Are the coefficients of the weight enumerator polynomial of a stabilizer code always integers?

Question

Consider an $ [\![n,k]\!] $ stabilizer code. Define the weight enumerator polynomial $ A(x) $ of the code as $$ A(x):=A_0+A_1x+\dots+A_nx^n $$
where $$ A_j:=\frac{1}{(2^k)^2} \sum_{p \in P_n,\,\mathrm{wt}(p)=j} |\mathrm{tr}(p \Pi)|^2. $$ Here $ \Pi $ is the projector onto the code subspace.
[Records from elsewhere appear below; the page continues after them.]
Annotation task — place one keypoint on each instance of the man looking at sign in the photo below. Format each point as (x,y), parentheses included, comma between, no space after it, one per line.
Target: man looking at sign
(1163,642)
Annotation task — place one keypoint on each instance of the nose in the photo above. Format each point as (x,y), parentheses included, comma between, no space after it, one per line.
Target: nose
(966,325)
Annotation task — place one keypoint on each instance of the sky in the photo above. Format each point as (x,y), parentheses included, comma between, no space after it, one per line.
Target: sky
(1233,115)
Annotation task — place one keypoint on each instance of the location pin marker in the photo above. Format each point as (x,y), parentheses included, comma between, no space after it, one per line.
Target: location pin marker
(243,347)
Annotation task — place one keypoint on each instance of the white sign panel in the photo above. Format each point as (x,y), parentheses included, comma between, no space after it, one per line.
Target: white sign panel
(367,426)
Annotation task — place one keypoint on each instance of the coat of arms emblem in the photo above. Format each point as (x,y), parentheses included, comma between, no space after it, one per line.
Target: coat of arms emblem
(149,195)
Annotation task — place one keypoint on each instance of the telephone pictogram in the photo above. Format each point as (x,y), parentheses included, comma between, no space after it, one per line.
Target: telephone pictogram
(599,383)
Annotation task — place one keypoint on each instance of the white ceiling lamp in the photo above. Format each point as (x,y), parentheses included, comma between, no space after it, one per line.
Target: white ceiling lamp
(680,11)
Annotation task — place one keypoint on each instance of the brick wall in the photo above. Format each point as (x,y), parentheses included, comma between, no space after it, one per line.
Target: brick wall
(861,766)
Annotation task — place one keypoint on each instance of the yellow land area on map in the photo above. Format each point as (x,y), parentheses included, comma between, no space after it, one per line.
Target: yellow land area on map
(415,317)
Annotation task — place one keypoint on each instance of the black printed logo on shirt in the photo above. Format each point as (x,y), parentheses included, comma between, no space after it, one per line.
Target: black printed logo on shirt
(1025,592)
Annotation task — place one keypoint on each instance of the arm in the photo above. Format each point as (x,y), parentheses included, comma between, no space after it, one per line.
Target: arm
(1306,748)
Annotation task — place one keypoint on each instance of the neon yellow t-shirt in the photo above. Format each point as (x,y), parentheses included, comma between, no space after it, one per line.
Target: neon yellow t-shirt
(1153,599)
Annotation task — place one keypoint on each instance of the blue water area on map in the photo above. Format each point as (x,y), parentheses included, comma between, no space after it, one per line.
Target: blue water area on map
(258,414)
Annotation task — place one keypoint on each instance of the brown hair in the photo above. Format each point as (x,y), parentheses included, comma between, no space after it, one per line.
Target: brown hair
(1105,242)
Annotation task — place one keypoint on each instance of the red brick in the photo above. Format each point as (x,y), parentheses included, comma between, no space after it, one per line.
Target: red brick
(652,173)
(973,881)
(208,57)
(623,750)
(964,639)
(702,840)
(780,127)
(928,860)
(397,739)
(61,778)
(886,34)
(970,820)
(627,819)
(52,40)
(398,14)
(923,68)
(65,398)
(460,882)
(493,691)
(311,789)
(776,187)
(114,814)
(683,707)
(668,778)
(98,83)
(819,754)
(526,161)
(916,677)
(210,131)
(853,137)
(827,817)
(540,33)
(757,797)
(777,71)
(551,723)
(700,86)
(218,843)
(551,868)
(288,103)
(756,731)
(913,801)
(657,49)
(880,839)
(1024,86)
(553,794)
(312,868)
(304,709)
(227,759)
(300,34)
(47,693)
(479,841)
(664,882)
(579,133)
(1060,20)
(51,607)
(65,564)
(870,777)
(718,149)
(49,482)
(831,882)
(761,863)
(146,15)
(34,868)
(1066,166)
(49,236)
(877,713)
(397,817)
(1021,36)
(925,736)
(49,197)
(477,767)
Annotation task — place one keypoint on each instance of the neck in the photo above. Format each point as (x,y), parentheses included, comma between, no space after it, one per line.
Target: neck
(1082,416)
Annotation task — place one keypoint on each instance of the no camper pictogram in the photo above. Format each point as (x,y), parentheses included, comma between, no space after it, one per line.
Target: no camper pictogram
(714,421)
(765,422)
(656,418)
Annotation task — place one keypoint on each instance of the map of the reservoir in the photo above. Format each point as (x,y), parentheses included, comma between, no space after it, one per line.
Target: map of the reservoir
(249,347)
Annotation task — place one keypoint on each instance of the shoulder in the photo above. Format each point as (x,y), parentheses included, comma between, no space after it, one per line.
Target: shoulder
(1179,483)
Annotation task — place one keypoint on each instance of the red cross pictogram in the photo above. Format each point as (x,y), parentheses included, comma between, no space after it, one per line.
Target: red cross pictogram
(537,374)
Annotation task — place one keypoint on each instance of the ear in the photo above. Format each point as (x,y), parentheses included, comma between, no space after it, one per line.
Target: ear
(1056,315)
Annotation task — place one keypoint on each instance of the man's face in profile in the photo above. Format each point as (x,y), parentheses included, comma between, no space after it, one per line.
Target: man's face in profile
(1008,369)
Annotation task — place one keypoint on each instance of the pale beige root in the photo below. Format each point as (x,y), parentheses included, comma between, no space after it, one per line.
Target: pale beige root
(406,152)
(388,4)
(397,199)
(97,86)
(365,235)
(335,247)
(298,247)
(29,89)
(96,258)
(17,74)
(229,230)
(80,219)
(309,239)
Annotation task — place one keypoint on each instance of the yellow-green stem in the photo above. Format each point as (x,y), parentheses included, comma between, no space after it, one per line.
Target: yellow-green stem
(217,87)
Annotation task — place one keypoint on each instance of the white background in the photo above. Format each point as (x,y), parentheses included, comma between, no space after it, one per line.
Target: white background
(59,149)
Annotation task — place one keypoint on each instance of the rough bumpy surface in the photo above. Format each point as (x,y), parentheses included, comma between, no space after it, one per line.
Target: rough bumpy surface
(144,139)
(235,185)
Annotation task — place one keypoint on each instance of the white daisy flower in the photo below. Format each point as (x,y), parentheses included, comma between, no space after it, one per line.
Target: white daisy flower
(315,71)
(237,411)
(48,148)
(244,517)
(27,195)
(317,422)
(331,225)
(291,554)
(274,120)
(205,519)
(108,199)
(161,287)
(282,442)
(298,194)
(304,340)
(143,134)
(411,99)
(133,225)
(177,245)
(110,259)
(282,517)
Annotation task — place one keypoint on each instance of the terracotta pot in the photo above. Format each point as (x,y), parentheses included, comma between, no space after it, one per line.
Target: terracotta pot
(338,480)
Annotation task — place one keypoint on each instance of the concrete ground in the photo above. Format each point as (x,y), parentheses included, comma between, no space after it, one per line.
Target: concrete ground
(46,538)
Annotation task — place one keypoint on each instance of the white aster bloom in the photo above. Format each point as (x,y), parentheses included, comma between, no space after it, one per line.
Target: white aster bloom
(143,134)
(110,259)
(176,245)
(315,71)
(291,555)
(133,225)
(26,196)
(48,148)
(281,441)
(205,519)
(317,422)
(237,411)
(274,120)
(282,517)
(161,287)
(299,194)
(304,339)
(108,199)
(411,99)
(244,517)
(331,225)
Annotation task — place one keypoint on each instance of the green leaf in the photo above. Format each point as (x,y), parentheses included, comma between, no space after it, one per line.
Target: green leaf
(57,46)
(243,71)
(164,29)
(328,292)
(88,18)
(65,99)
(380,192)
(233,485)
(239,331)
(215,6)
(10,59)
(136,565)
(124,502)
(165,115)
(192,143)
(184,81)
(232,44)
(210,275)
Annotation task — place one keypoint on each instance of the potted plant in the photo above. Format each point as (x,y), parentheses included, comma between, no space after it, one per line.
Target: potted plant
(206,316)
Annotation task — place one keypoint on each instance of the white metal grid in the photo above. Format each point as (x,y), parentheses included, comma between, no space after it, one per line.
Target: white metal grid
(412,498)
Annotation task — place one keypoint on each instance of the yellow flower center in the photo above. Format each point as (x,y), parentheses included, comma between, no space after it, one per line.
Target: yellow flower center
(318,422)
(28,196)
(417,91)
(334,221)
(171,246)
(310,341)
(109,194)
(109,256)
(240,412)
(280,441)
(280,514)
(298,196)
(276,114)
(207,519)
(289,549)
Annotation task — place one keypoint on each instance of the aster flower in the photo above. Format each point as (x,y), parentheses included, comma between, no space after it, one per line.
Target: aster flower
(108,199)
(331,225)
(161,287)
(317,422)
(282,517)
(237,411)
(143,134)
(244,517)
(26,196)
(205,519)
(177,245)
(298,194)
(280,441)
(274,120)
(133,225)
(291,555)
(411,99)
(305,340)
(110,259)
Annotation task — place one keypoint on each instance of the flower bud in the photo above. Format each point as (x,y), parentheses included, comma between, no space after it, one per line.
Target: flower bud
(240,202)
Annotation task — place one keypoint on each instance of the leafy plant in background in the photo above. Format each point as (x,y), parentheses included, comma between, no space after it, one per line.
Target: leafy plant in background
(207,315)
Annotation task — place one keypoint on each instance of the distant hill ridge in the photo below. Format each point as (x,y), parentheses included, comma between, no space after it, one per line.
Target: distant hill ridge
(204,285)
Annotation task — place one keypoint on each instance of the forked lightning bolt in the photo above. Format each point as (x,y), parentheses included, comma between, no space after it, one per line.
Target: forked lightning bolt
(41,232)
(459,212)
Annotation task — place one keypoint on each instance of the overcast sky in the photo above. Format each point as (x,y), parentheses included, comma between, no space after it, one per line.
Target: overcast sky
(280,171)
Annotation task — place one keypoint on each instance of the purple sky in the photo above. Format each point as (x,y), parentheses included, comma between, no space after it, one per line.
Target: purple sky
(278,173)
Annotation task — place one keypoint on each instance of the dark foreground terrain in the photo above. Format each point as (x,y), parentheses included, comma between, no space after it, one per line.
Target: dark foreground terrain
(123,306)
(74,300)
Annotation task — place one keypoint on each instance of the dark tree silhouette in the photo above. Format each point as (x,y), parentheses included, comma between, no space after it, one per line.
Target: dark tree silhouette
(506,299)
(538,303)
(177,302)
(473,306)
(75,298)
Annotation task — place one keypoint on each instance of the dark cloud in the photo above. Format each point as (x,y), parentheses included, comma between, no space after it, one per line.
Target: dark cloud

Is it the case that the $ A_j $ are always integers?

Answer 1

TL;DR: For the stabilizer codes, $A_j$ is the number of stabilizer operators with Hamming weight $j$ and thus a non-negative integer.

---

Suppose $g_1,\dots,g_{n-k}$ are generators of the stabilizer group $S$ of a $[\![n,k]\!]$ stabilizer code. Define $S^w:=\{s\in S\,|\,\mathrm{wt}(s)=w\}$ and $P_n^w:=\{p\in P_n\,|\,\mathrm{wt}(p)=w\}$. Then $$ \begin{align} A_j &= \frac{1}{4^k}\sum_{p\in P_n^j}[\mathrm{tr}(p\Pi)]^2\tag1\\ &= \frac{1}{4^k}\sum_{p\in P_n^j}\left[\mathrm{tr}\left(p\prod_{i=1}^{n-k}\frac{I+g_i}{2}\right)\right]^2\tag2\\ &= \frac{1}{4^k}\sum_{p\in P_n^j}\left[\frac{1}{2^{n-k}}\mathrm{tr}\left(p\sum_{b_1=0}^1\dots\sum_{b_{n-k}=0}^1g_1^{b_1}\dots g_{n-k}^{b_{n-k}}\right)\right]^2\tag3\\ &= \frac{1}{4^n}\sum_{p\in P_n^j}\left[\mathrm{tr}\left(p\sum_{s\in S}s\right)\right]^2\tag4\\ &= \frac{1}{4^n}\sum_{p\in P_n^j}\left(\sum_{s\in S}\mathrm{tr}(ps)\right)^2\tag5\\ &= \frac{1}{4^n}\left[\sum_{p\in P_n^j\setminus S}\left(\sum_{s\in S}\mathrm{tr}\left(ps\right)\right)^2+\sum_{p\in S^j}\left(\sum_{s\in S}\mathrm{tr}\left(ps\right)\right)^2\right]\tag6\\ &= \frac{1}{4^n}\left(0+\sum_{p\in S^j}\left(2^n\right)^2\right)\tag7\\ &=|S_j|\tag8 \end{align} $$ in analogy with the classical case. This gives us another way to see that $A_0+\dots+A_n=2^{n-k}=|S|$.